Bankruptcy Risk and Systemic Fragility
The broader economic context raises additional concerns about North Charleston employers' financial health. National Chapter 11 bankruptcy filings reached 1,734 in the last 90 days, with 530 matched to WARN companies, indicating that 30.6% of recent major layoff events precede formal bankruptcy proceedings. While specific North Charleston companies are not identified in the bankruptcy data provided, the elevated default risk across WARN-filing companies suggests that some of the 23 notices in North Charleston may represent restructurings preceding formal insolvency rather than cyclical workforce adjustments.
Major employers with elevated distress signals—including Wells Fargo (11 WARN notices, 1,323 employees) and Sodexo (10 WARN notices, 1,414 employees)—demonstrate that companies filing multiple WARN notices often face compounding financial challenges.

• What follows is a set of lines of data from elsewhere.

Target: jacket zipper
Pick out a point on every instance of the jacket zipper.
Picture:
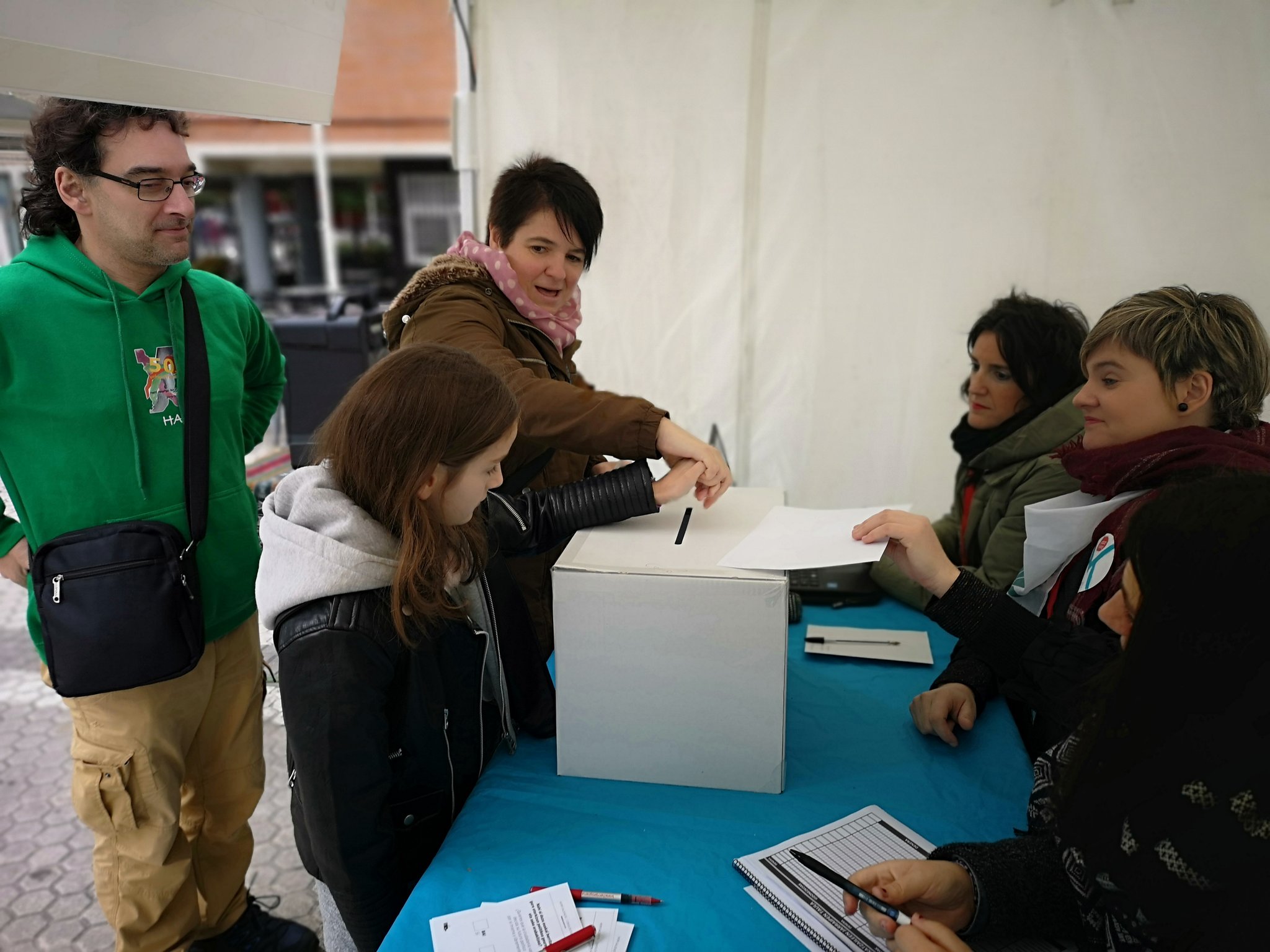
(512, 511)
(448, 760)
(102, 570)
(481, 707)
(551, 368)
(498, 653)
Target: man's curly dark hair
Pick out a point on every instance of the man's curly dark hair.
(69, 133)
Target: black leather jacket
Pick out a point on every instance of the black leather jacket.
(386, 742)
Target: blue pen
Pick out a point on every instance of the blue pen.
(850, 888)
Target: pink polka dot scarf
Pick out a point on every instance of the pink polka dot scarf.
(561, 327)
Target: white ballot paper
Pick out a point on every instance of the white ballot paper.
(807, 539)
(913, 648)
(521, 924)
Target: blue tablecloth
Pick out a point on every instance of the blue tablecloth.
(849, 744)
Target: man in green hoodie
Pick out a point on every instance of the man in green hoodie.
(92, 350)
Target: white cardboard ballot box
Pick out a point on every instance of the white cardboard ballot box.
(670, 668)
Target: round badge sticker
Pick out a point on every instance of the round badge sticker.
(1100, 563)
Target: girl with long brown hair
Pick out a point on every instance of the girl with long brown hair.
(406, 655)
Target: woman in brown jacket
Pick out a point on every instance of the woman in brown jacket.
(515, 305)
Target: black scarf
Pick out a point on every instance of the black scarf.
(969, 442)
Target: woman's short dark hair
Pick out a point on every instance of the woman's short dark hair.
(539, 182)
(69, 133)
(1041, 342)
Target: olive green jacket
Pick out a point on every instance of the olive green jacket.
(1013, 474)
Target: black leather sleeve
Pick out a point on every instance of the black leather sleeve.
(1023, 889)
(334, 697)
(536, 521)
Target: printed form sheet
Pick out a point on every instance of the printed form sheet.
(868, 837)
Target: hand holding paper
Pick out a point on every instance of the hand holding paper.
(806, 539)
(913, 547)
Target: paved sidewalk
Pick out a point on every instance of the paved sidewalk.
(46, 884)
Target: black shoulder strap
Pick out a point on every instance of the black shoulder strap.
(196, 404)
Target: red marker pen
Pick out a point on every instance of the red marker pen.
(586, 895)
(568, 942)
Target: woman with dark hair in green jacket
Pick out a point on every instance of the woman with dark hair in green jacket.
(1025, 366)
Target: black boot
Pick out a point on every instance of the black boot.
(257, 931)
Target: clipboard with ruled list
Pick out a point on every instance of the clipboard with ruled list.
(814, 907)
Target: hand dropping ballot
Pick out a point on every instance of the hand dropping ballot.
(526, 923)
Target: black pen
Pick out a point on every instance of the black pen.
(850, 888)
(818, 640)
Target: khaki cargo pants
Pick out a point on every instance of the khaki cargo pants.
(167, 777)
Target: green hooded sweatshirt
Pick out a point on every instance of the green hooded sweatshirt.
(91, 426)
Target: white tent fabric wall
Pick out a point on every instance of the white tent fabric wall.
(802, 268)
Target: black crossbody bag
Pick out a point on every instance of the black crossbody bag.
(118, 603)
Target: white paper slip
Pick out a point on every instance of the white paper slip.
(913, 648)
(807, 539)
(624, 936)
(521, 924)
(606, 928)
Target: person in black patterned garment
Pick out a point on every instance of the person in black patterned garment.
(1150, 827)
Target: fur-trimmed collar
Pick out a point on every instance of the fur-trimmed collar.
(440, 272)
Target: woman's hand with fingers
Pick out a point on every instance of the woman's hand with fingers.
(913, 547)
(926, 936)
(682, 478)
(943, 708)
(676, 443)
(931, 888)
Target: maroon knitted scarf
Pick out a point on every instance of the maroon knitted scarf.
(1150, 464)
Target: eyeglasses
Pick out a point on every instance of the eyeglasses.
(159, 190)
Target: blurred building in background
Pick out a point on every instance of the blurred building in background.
(389, 183)
(380, 173)
(14, 122)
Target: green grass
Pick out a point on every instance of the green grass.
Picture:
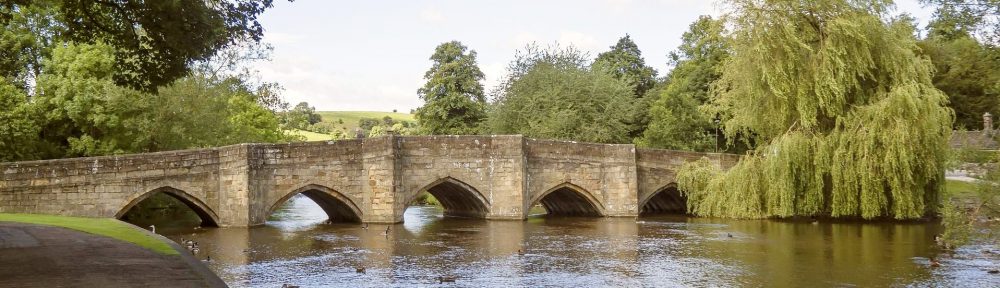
(311, 136)
(959, 188)
(351, 118)
(99, 226)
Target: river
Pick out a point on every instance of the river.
(296, 247)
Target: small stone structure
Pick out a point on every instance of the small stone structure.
(985, 139)
(362, 180)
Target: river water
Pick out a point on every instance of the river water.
(296, 247)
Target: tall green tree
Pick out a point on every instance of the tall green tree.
(454, 101)
(154, 41)
(677, 118)
(551, 94)
(624, 62)
(86, 114)
(980, 18)
(849, 122)
(968, 72)
(18, 125)
(301, 116)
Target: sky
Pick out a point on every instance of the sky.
(372, 55)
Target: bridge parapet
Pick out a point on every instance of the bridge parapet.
(367, 180)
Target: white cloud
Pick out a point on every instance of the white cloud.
(330, 90)
(276, 38)
(432, 15)
(522, 39)
(582, 41)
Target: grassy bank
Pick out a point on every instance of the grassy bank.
(99, 226)
(957, 188)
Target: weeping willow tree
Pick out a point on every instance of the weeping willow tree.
(849, 122)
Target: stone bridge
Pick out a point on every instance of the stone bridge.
(362, 180)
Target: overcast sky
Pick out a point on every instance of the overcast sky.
(372, 55)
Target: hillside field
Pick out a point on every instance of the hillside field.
(351, 118)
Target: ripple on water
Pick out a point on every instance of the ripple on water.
(586, 252)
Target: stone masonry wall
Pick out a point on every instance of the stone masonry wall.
(375, 178)
(102, 186)
(657, 168)
(490, 165)
(605, 171)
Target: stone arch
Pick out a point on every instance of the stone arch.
(458, 198)
(666, 200)
(569, 200)
(337, 206)
(207, 215)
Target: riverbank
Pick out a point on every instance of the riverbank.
(36, 253)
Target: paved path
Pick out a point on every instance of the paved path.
(43, 256)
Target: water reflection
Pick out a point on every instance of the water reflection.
(296, 247)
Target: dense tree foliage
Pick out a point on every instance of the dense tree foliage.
(82, 112)
(678, 120)
(552, 94)
(301, 117)
(849, 122)
(624, 62)
(979, 18)
(18, 130)
(155, 42)
(966, 70)
(454, 100)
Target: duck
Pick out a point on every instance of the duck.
(443, 279)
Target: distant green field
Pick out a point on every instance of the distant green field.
(312, 136)
(351, 118)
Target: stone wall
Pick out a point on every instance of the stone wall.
(369, 180)
(604, 173)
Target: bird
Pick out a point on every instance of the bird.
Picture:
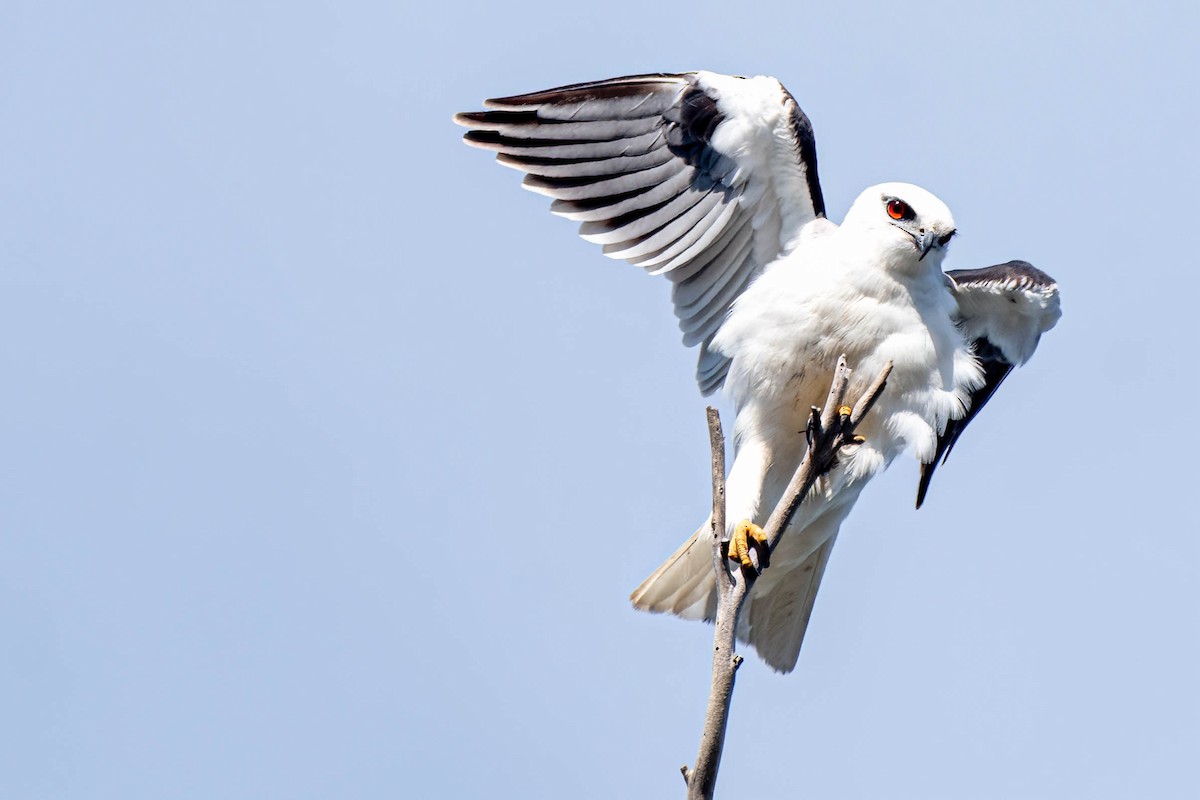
(711, 180)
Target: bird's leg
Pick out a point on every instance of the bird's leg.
(844, 417)
(741, 543)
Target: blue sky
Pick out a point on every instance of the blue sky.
(328, 457)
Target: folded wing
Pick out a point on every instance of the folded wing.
(1003, 311)
(700, 176)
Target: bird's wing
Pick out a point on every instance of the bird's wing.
(1003, 311)
(702, 178)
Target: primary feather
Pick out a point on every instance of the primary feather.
(712, 181)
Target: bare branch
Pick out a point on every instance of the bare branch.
(702, 780)
(829, 429)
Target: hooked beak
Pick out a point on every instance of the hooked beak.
(928, 240)
(925, 242)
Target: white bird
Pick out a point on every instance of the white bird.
(712, 181)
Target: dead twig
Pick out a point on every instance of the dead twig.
(829, 429)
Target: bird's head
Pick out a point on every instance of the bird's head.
(909, 223)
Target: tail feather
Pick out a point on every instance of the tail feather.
(684, 583)
(780, 603)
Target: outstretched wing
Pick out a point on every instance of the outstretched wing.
(1003, 311)
(702, 178)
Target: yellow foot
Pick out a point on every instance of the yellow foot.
(845, 411)
(739, 546)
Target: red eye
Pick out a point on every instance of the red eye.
(899, 210)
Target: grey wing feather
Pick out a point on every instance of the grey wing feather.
(683, 175)
(1003, 311)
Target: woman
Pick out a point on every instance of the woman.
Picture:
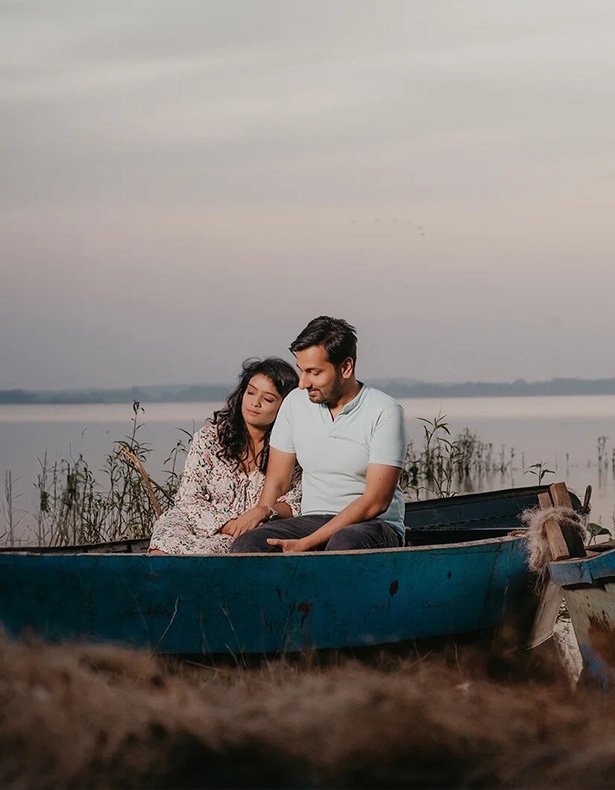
(225, 468)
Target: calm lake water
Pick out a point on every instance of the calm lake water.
(561, 432)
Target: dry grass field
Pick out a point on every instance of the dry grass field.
(90, 716)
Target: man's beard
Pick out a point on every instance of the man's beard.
(331, 396)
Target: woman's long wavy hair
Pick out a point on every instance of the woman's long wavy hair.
(232, 432)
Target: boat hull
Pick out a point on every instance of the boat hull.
(246, 604)
(589, 590)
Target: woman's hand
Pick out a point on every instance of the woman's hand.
(249, 520)
(288, 546)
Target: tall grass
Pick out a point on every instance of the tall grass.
(443, 465)
(74, 507)
(76, 504)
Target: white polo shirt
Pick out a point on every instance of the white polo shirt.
(334, 454)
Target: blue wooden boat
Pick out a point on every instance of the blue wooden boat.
(588, 584)
(461, 572)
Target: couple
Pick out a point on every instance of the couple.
(348, 438)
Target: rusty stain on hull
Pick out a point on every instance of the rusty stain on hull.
(305, 607)
(601, 632)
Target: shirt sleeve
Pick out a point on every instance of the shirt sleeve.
(282, 437)
(293, 497)
(389, 443)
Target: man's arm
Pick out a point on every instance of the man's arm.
(380, 484)
(277, 482)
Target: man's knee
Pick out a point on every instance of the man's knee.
(250, 542)
(347, 539)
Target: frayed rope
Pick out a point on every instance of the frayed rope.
(537, 543)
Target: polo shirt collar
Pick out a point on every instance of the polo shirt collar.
(356, 401)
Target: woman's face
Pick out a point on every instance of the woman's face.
(261, 402)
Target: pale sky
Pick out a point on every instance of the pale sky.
(185, 184)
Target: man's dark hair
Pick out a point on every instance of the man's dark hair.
(337, 336)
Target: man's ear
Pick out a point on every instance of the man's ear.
(347, 368)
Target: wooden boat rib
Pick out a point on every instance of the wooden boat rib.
(462, 573)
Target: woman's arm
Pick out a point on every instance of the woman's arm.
(277, 483)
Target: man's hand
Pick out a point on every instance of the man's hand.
(247, 521)
(288, 546)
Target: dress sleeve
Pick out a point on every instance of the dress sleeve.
(194, 500)
(293, 496)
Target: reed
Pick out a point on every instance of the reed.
(443, 465)
(74, 506)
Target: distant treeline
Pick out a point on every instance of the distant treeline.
(398, 388)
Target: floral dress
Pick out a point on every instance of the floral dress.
(212, 491)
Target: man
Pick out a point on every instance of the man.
(350, 442)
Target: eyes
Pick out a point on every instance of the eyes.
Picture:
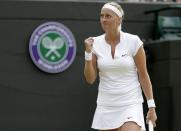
(106, 16)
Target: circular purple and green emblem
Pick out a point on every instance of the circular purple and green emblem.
(52, 47)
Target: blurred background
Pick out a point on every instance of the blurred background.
(33, 100)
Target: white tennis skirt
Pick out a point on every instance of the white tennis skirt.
(107, 117)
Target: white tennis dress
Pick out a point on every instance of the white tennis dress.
(119, 94)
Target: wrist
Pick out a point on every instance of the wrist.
(88, 56)
(151, 103)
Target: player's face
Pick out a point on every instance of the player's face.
(109, 20)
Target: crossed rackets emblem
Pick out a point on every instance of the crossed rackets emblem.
(53, 46)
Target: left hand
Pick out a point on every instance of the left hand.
(151, 115)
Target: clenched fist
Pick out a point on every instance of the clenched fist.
(88, 44)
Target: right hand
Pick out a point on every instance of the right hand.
(88, 44)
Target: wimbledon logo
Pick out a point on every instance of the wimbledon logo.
(52, 47)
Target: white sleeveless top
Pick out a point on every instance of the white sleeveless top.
(119, 84)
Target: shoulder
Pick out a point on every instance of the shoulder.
(98, 40)
(99, 37)
(130, 36)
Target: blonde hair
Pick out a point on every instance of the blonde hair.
(118, 6)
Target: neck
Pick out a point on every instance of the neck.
(113, 37)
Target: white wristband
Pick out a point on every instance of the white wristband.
(151, 103)
(88, 56)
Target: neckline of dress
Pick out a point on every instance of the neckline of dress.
(121, 37)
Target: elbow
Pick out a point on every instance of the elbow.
(90, 81)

While neither of these companies is listed as a primary North Charleston employer in the dataset, the pattern suggests institutional fragility in large employers' operations, particularly in financial services and food services sectors that contract during economic downturns.
North Charleston's diversification across aerospace, hospitality, information technology, and professional services provides some resilience against sector-specific shocks. However, the overlapping layoff cycles across seemingly unrelated industries—from hotels to call centers to aerospace suppliers—suggest that the city faces both cyclical and structural headwinds. The national JOLTS data showing 1,721,000 layoffs and discharges in February 2026 indicates a moderately tight labor market with sufficient hiring (4,849,000 hires) to absorb displacement. But for workers in specialized aerospace, hospitality management, or defense contracting, local job matching remains challenging even in a national context of job growth.
North Charleston's economic trajectory depends on whether current layoffs represent cyclical adjustment or structural decline in aerospace and hospitality sectors. The persistence of WARN filings through 2024–2025, despite relative national economic stability, suggests that North Charleston employers face company-specific or sector-specific pressures rather than broad macroeconomic headwinds. This places particular importance on workforce retraining programs, attracting new employers to the region, and developing higher-wage service and technology sectors to replace declining manufacturing and hospitality roles.